Sebelum banjir dahsyat melanda barat Jerman pada pertengahan Juli dan menewaskan 184 orang, Lembah Ahr adalah salah satu tujuan populer bagi pecinta anggur dan penjelajah alam. Tapi sekarang, hanya sedikit yang tersisa untuk dijelajahi wisatawan.
Kebun-kebun anggur hancur, jalan-jalan setapak hanyut terserat arus. Perlu bertahun-tahun bagi pariwisata di kawasan itu untuk bisa pulih. Bagi kawasan wisata yang mengandalkan alam, ini adalah peringatan bahwa perubahan iklim bisa punya dampak besar dan biaya risiko tinggi.
Perubahan iklim memang nyata dan dapat digambarkan dengan fakta dan angka, kata Peter Hoffmann dari Institut Penelitian Dampak Iklim - PIK di Potsdam. "Kekeringan yang berlangsung selama bertahun-tahun, atau banjir yang menghancurkan, sudah terjadi jauh lebih sering daripada yang diperkirakan dua puluh atau tiga puluh tahun lalu," katanya.
Asosiasi Pariwisata Jerman DTV memang sudah lama berkomitmen membantu kawasan tujuan wisata untuk beradaptasi dengan situasi perubahan iklim, jelas direkturnya Dirk Dunkelberg. "DTV telah mempromosikan keberlanjutan selama 30 tahun - saat itu sering disebut "pariwisata lunak."
"Sepuluh tahun yang lalu, kami bekerja dengan Badan Lingkungan Jerman untuk menyelenggarakan acara tentang bagaimana daerah pegunungan dan dataran rendah harus menyesuaikan wisata musim dingin mereka karena akan ada lebih sedikit salju di masa depan akibat perubahan iklim."
Niat baik saja tidak cukup
Sejak itu, daerah pegunungan seperti Schwarzwald dan Harz telah memperluas penawaran wisata mereka dengan menawarkan lebih banyak kegiatan dalam ruangan, spa, bersepeda dan jalur hiking, kata Dirk Dunkelberg.

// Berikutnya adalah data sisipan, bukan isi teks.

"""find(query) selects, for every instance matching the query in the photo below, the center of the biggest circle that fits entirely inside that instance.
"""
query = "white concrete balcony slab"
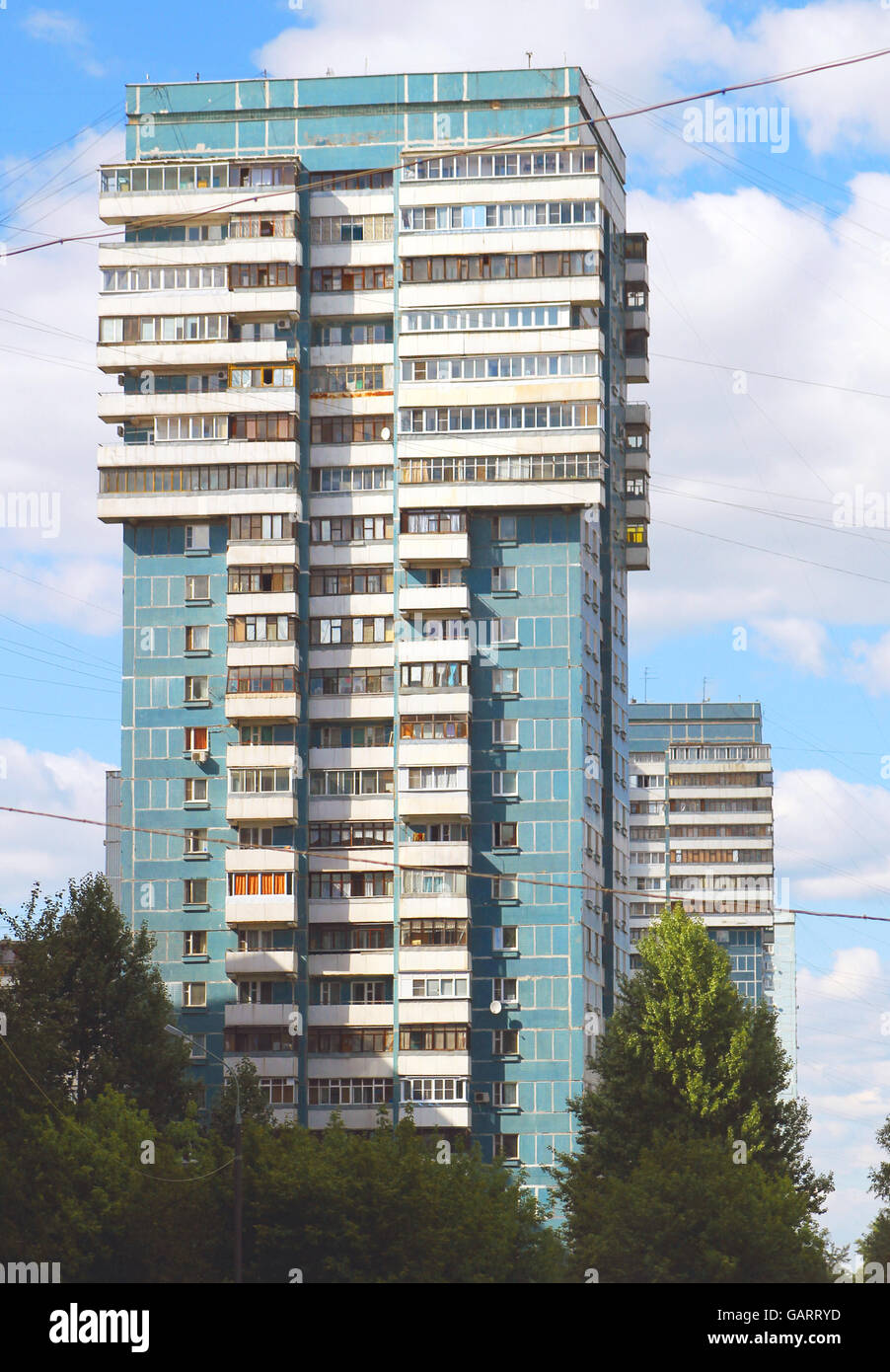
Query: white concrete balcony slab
(256, 707)
(116, 407)
(341, 808)
(266, 963)
(179, 204)
(278, 552)
(456, 700)
(583, 186)
(358, 303)
(375, 910)
(267, 1063)
(351, 707)
(354, 1117)
(492, 294)
(433, 804)
(534, 238)
(370, 553)
(260, 910)
(440, 752)
(352, 1017)
(433, 598)
(439, 1114)
(379, 963)
(263, 755)
(204, 354)
(262, 654)
(260, 859)
(433, 1063)
(262, 602)
(429, 960)
(435, 907)
(267, 807)
(433, 549)
(435, 855)
(258, 1017)
(435, 650)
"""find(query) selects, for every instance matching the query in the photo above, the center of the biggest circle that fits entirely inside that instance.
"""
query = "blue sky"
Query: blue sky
(762, 263)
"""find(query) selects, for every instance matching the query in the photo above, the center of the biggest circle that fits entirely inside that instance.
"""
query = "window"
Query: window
(505, 939)
(505, 681)
(503, 579)
(503, 1095)
(505, 1043)
(503, 989)
(505, 784)
(197, 538)
(433, 1090)
(505, 888)
(433, 933)
(196, 587)
(503, 836)
(432, 988)
(260, 883)
(433, 1038)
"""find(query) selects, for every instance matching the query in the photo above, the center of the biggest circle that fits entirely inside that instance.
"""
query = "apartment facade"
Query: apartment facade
(703, 834)
(380, 488)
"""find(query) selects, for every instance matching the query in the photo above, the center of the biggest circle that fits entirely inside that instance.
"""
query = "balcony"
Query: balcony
(433, 804)
(258, 1017)
(260, 807)
(435, 549)
(440, 598)
(260, 910)
(263, 706)
(269, 962)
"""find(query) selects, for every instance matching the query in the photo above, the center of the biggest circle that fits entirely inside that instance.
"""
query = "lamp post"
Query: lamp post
(238, 1219)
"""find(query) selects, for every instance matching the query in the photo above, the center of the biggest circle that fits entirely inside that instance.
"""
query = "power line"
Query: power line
(524, 137)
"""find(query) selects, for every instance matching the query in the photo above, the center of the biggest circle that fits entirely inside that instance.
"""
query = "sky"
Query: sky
(770, 267)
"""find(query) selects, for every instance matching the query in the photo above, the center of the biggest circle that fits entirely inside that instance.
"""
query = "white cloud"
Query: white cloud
(66, 32)
(802, 643)
(48, 851)
(871, 664)
(845, 1076)
(851, 862)
(46, 351)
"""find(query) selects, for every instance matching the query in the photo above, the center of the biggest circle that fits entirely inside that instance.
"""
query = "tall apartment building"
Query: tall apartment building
(701, 833)
(368, 344)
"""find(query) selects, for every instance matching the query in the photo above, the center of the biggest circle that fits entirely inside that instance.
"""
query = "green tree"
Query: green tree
(688, 1213)
(254, 1101)
(87, 1007)
(685, 1059)
(348, 1209)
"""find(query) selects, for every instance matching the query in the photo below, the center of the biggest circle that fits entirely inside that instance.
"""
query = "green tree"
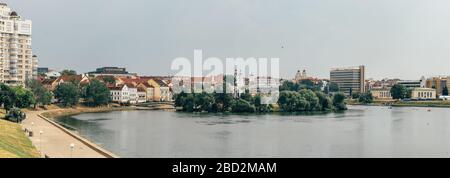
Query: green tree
(247, 96)
(41, 94)
(23, 98)
(109, 80)
(312, 103)
(204, 102)
(339, 101)
(289, 86)
(399, 91)
(356, 95)
(445, 91)
(223, 102)
(7, 97)
(325, 102)
(96, 93)
(259, 106)
(242, 106)
(67, 93)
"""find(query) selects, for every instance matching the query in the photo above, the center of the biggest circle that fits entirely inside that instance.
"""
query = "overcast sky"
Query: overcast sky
(393, 38)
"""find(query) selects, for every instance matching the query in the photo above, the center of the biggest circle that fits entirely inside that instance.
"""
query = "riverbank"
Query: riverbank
(437, 104)
(54, 141)
(61, 112)
(14, 143)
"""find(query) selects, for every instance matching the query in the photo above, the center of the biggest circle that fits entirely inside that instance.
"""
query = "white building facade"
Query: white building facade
(17, 62)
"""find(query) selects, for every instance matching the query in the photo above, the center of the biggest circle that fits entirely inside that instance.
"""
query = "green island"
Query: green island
(293, 98)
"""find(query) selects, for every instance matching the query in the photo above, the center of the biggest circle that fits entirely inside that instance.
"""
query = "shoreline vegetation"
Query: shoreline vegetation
(56, 111)
(433, 104)
(293, 98)
(14, 143)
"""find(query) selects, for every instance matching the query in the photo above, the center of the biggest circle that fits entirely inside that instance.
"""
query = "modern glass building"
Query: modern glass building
(349, 80)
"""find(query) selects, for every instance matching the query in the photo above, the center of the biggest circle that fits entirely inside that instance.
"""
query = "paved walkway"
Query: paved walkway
(54, 142)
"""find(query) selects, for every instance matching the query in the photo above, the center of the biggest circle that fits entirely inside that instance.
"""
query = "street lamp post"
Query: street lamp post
(32, 126)
(40, 141)
(72, 146)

Mengingat tingginya risiko bencana alam - termasuk kebakaran, kekeringan dan banjir, jelas bahwa industri pariwisata harus mulai beradaptasi dengan kondisi perubahan iklim. Namun beberapa pengamat mengatakan, ini beerlangsung terlalu lambat.

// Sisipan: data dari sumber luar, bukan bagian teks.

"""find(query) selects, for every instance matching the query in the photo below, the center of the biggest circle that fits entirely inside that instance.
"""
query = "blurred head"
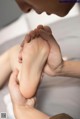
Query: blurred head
(48, 6)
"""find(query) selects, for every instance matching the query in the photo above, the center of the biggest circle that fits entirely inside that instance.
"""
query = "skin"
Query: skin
(23, 108)
(51, 7)
(30, 69)
(37, 51)
(55, 65)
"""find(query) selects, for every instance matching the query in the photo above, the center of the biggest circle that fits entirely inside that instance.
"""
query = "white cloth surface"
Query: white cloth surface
(58, 94)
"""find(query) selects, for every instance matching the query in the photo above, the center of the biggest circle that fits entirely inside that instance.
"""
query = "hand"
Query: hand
(55, 62)
(23, 108)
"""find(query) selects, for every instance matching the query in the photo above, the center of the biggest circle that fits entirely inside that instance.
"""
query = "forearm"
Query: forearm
(5, 68)
(70, 68)
(8, 62)
(29, 113)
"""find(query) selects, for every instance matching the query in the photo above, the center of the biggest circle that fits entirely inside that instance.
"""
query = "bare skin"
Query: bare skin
(36, 51)
(51, 7)
(55, 65)
(24, 108)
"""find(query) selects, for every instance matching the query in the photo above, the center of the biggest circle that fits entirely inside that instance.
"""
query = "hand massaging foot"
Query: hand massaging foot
(34, 56)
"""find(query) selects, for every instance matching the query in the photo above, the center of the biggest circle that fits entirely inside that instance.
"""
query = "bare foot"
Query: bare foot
(34, 55)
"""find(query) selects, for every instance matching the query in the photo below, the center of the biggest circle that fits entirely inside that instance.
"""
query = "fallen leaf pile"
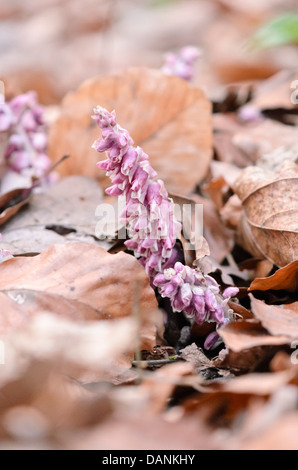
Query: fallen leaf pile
(91, 356)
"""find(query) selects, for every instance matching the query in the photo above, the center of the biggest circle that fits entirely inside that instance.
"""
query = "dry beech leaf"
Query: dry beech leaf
(165, 116)
(271, 206)
(246, 334)
(275, 92)
(74, 345)
(79, 281)
(11, 202)
(240, 143)
(278, 320)
(285, 278)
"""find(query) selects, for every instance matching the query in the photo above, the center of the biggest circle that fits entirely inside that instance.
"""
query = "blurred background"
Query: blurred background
(53, 45)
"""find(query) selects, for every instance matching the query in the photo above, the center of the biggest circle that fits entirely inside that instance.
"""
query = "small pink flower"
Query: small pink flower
(153, 230)
(182, 63)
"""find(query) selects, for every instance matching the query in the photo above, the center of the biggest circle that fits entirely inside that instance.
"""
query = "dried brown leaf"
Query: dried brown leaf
(278, 320)
(12, 202)
(61, 213)
(166, 117)
(79, 281)
(246, 334)
(271, 206)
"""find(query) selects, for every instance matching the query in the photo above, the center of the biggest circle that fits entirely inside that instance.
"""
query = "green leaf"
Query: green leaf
(281, 30)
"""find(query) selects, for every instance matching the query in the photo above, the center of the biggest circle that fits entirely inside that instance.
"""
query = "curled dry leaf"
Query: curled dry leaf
(69, 345)
(278, 320)
(242, 143)
(270, 204)
(61, 213)
(79, 281)
(165, 116)
(11, 202)
(285, 278)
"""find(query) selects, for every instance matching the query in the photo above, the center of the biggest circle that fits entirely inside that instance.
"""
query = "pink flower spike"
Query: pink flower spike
(230, 292)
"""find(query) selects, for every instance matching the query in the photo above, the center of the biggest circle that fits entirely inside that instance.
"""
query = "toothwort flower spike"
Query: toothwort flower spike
(22, 118)
(152, 229)
(148, 213)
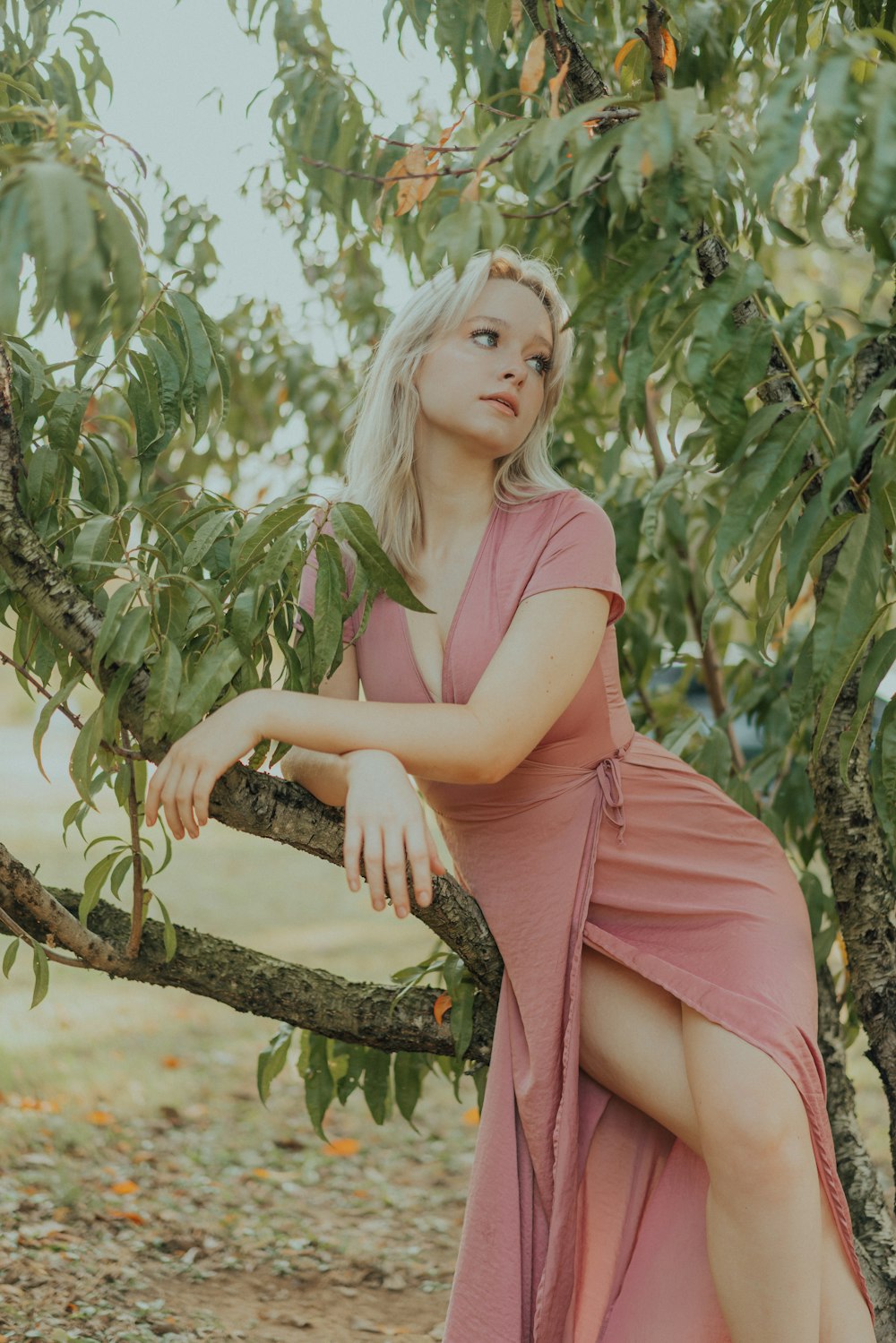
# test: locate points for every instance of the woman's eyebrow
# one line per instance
(498, 322)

Wolfgang Günther dari Institute for Tourism Research in Northern Europe - NIT di Kiel menyerukan agar adaptasi itu dilakukan lebih cepat lagi. Dia mengatakan penting untuk memiliki "lebih banyak fleksibilitas" agar lebih siap menghadapi perubahan kondisi cuaca. Penawaran wisata harus dimodifikasi dan dikembangkan baru di wilayah-wilayah berisiko.
Di masa depan, situasi akan menjadi menjadi lebih ekstrem, kata Peter Hoffmann. Masa cuaca panas akan bertahan lebih lama, hujan lebat akan menjadi lebih deras, dan badai jadi lebih ganas, jelasnya. Mereka yang bergerak dan bertanggung jawab di sektor wisata perlu memiliki kreativitas untuk sebuah pendekatan baru.
Contoh positif
Terkadang, perlu memandang melampaui karakteristik geografis suatu area untuk menemukan solusi, kata Hans-Joachim Hermann. Dia mengepalai departemen strategi keberlanjutan internasional di Badan Lingkungan Jerman.

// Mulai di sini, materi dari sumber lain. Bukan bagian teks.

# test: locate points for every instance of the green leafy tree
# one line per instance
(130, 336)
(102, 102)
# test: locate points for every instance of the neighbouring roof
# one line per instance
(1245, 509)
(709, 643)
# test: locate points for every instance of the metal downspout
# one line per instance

Dia menunjuk contoh dari Swiss, di mana pada 2003, Stockhornbahn AG - sebuah perusahaan perjalanan - memutuskan menghentikan pengoperasian lereng ski, dan sebagai gantinya fokus pada jenis wisata musim dingin yang berbeda. Menawarkan wisata ski tidak menguntungkan lagi, "jadi mereka mengembangkan model bisnis baru yang berfokus pada tamasya, menambah keahlian memasak, serta berbagai kegiatan musim panas dan musim dingin yang berorientasi alam, sambil mengurangi operasional wisata musim dingin hanya dari Rabu sampai Minggu."
Badan Lingkungan Jerman, bersama dengan Asosiasi Pariwisata, PIK dan asosiasi-asosiasi lainnya, sudah menyusun panduan "Adapting to Climate Change: Shaping the Future in Tourism." Juga menawarkan lokakarya untuk manajer pariwisata untuk menambah wawasan dan ide-ide tentang bagaimana membuat daerah liburan masing-masing sukses di masa depan dengan mengembangkan strategi pariwisata yang baru.
Namun Wolfgang Günther juga menyadari, masih banyak destinasi wisata yang belum menerima kenyataan ini. "Beberapa akan berhasil, yang lain akan terjebak dalam kegagalan mereka," katanya. "Semakin cepat kita membalikkan tren, makin banyak hal-hal positif yang akan terlihat."